Une extension portuaire d’envergure
Le projet prévoit une transformation majeure des infrastructures portuaires. Concrètement, il comprend :
- plus de 3.500 mètres linéaires de nouveaux quais ;
- plus de 1.000 mètres de digues ;
- l’approfondissement de 1.000 mètres de quais existants.
Par ailleurs, les études techniques devraient être finalisées d’ici 2026.
👉 Dans un premier temps, les travaux porteront sur l’extension et l’approfondissement des quais actuels. Cela permettra notamment d’augmenter la capacité de traitement des trafics existants.
Ensuite, une seconde phase prévoit la création de nouvelles darses. Celles-ci représenteront environ 2.800 mètres de quais, dédiés aux trafics maritimes verts.

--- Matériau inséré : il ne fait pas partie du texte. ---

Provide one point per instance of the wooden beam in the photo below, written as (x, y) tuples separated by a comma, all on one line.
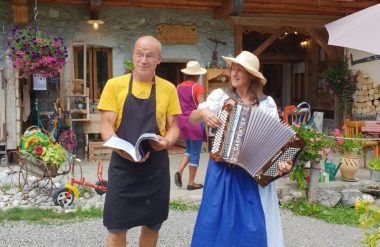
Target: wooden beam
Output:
[(225, 10), (281, 20), (267, 42), (238, 38), (322, 42), (337, 8)]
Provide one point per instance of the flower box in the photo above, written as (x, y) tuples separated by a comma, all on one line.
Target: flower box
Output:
[(36, 52)]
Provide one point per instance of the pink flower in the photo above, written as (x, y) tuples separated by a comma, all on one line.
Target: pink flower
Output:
[(337, 133), (327, 150), (38, 150)]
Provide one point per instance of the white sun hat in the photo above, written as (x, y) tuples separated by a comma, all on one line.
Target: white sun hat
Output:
[(249, 62), (193, 68)]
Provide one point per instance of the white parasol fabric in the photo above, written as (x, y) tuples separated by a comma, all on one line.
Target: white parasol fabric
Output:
[(360, 30)]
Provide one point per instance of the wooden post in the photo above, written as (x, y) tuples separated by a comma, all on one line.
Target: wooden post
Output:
[(337, 112), (314, 180)]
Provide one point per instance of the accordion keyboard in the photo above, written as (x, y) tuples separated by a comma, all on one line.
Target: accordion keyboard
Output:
[(219, 133)]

Un écosystème industriel en pleine expansion
Au-delà des infrastructures portuaires, le projet s’appuie sur un développement industriel structuré. En effet, le Groupe OCP reste un acteur central, notamment à travers ses activités liées aux phosphates.
Par ailleurs, le port joue déjà un rôle clé dans les importations énergétiques. C’est notamment le cas pour la centrale exploitée par TAQA Morocco, qui couvre près de 40 % des besoins électriques du pays.
En parallèle, plusieurs zones industrielles se développent autour du port :
- la zone de MedZ ;
- le Park X du Groupe OCP ;
- la zone d’accélération industrielle de Jorf Lasfar.
👉 Dès lors, ces zones devraient accueillir des projets majeurs, notamment dans :
- les batteries ;
- les matériaux industriels ;
- les technologies énergétiques.
Hydrogène vert et nouveaux projets énergétiques
La vision “Green Basin” accorde une place centrale aux énergies propres. À ce titre, plusieurs initiatives structurantes sont déjà en cours.
Parmi elles :
- un projet d’ammoniac vert porté par le Groupe OCP ;
- un projet d’e-carburant développé par le consortium TAQA Morocco – Moeve.
👉 Par conséquent, ces projets visent à positionner le port comme un hub énergétique décarboné à l’échelle internationale.
Un positionnement stratégique dans les corridors énergétiques
À moyen terme, le Port de Jorf Lasfar pourrait également jouer un rôle clé dans le projet du gazoduc Afrique-Atlantique.
En effet, ce corridor prévoit, dans son module 2, la possibilité d’un terminal d’importation de gaz naturel liquéfié. Celui-ci pourrait être implanté soit à Mohammédia, soit à Jorf Lasfar.
👉 De ce fait, cette perspective renforcerait davantage le rôle du port dans la sécurité énergétique du Maroc.
En investissant dans ce projet d’extension, le Port de Jorf Lasfar confirme sa transformation. Plus précisément, il évolue vers un hub industriel et énergétique de nouvelle génération.
Par ailleurs, dans un contexte de transition énergétique, cette stratégie apparaît déterminante. Dès lors, la vision “Green Basin” positionne le port comme un acteur clé des chaînes logistiques et énergétiques de demain.